Inspiration

We noticed how many people struggle to communicate in public spaces, especially individuals who are deaf, non-verbal, or have speech impairments. Existing solutions are either too slow, too expensive, or not accessible to everyday users. We wanted to build something simple, fast, and universal: a tool that turns everyday hand gestures into clear, spoken communication.

What it does

Signify recognizes real-time hand gestures using computer vision and translates them into spoken words or text.

Users perform a gesture

Our model identifies it instantly

The app outputs audio + text so anyone around can understand

Signify aims to make communication accessible, inclusive, and barrier-free.

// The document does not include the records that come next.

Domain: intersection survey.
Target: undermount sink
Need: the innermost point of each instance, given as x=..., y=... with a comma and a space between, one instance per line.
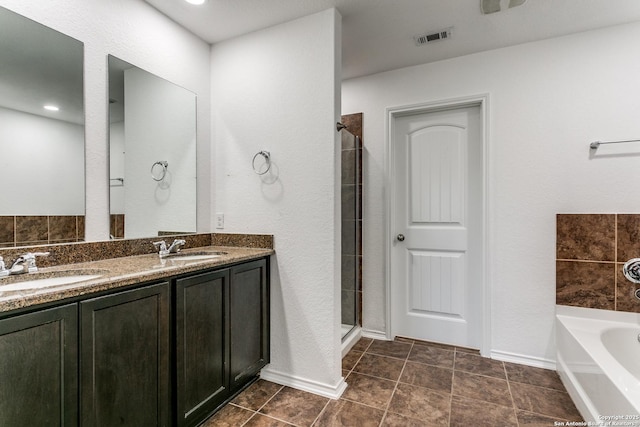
x=39, y=280
x=194, y=256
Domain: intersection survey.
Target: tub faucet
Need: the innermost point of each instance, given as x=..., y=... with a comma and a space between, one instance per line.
x=174, y=248
x=26, y=263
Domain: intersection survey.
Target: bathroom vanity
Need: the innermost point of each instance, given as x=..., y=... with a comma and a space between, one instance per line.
x=149, y=343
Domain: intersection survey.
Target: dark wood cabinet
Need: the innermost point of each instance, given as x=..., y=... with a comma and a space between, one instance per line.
x=160, y=354
x=222, y=336
x=124, y=359
x=38, y=368
x=249, y=322
x=202, y=356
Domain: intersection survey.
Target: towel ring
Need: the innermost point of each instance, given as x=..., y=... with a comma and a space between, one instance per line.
x=159, y=176
x=267, y=161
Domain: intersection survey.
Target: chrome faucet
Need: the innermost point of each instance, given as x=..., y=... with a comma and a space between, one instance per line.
x=26, y=263
x=174, y=248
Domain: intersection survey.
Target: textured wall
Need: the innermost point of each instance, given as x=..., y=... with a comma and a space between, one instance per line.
x=548, y=101
x=275, y=90
x=137, y=33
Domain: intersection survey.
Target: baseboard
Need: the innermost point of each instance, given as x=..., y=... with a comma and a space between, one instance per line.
x=522, y=359
x=376, y=335
x=332, y=392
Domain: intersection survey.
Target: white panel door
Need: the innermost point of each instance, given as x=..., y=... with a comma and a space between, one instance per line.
x=436, y=254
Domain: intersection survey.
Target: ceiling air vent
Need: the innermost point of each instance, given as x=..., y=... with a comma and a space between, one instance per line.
x=435, y=36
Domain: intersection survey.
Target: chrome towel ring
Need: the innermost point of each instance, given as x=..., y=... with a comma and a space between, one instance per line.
x=158, y=174
x=267, y=161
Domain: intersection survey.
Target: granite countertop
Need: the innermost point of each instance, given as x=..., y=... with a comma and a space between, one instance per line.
x=118, y=272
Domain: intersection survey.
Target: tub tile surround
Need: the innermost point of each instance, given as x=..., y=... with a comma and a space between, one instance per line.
x=412, y=383
x=590, y=252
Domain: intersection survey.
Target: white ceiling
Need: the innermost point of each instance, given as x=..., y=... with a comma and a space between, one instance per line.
x=378, y=34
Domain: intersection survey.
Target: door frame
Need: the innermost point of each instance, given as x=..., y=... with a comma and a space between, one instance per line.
x=481, y=101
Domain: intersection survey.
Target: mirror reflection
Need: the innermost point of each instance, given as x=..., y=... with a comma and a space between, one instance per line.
x=41, y=134
x=152, y=154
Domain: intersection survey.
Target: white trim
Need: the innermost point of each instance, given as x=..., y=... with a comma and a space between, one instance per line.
x=521, y=359
x=481, y=100
x=332, y=392
x=376, y=335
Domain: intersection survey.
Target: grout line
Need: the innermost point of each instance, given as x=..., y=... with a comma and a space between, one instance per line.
x=453, y=378
x=615, y=270
x=395, y=388
x=513, y=403
x=257, y=411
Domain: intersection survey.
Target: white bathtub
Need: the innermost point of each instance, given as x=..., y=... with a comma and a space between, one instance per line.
x=598, y=359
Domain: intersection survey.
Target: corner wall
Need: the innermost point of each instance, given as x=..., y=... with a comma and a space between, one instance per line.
x=278, y=90
x=548, y=101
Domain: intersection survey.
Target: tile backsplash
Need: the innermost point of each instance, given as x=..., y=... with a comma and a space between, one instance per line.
x=590, y=252
x=37, y=230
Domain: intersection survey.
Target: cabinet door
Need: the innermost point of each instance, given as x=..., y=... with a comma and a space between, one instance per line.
x=124, y=365
x=249, y=319
x=201, y=351
x=38, y=368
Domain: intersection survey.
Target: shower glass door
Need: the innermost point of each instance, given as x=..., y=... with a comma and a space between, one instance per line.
x=351, y=230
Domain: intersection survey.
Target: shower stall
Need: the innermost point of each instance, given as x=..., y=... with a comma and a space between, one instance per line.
x=351, y=195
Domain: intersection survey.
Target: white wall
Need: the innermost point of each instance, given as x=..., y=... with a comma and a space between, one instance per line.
x=45, y=160
x=159, y=125
x=134, y=32
x=116, y=167
x=278, y=90
x=548, y=101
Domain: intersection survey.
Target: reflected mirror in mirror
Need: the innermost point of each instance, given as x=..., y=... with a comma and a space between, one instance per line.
x=152, y=154
x=41, y=134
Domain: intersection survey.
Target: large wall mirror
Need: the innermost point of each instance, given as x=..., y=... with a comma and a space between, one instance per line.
x=152, y=154
x=41, y=134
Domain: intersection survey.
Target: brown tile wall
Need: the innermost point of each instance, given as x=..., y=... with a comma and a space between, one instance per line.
x=40, y=230
x=590, y=252
x=351, y=190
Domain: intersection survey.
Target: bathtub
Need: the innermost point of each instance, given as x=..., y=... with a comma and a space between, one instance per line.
x=598, y=360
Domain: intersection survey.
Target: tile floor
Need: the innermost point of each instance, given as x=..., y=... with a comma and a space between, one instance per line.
x=408, y=383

It even has a 67 detector!

How we built it

Used Python, OpenCV, and MediaPipe for real-time hand tracking

Trained a gesture-recognition model using a custom dataset, then optimized it with NumPy, scikit-learn, and joblib

Integrated text-to-speech to produce clear audio output

Used threading to keep gesture recognition fast and responsive

Clean UI built with Python

Challenges we ran into

MediaPipe installation issues and dependency conflicts

Making the gesture recognition accurate across different lighting and backgrounds

Keeping the app fast enough to run in real-time

Designing gestures that are easy for users to learn but distinct enough for the model to classify

Managing multiple threads without lag or freezing

Accomplishments that we're proud of

Built a fully working prototype in one weekend

Achieved stable real-time gesture recognition

Created an accessible tool that can genuinely help people communicate

Developed a clean UI + intuitive user experience

Learned how to use AI/ML in a practical, meaningful way

What we learned

How to integrate computer vision, machine learning, and text-to-speech

How to optimize a model for speed without sacrificing accuracy

The importance of accessibility-focused design

How crucial teamwork, debugging, and version control are during a hackathon

How to build an MVP quickly while staying user-centered

What's next for Signify

Expand gesture library to full sign-language alphabets

Add customizable gestures for users with unique accessibility needs

Build a mobile app version (iOS + Android)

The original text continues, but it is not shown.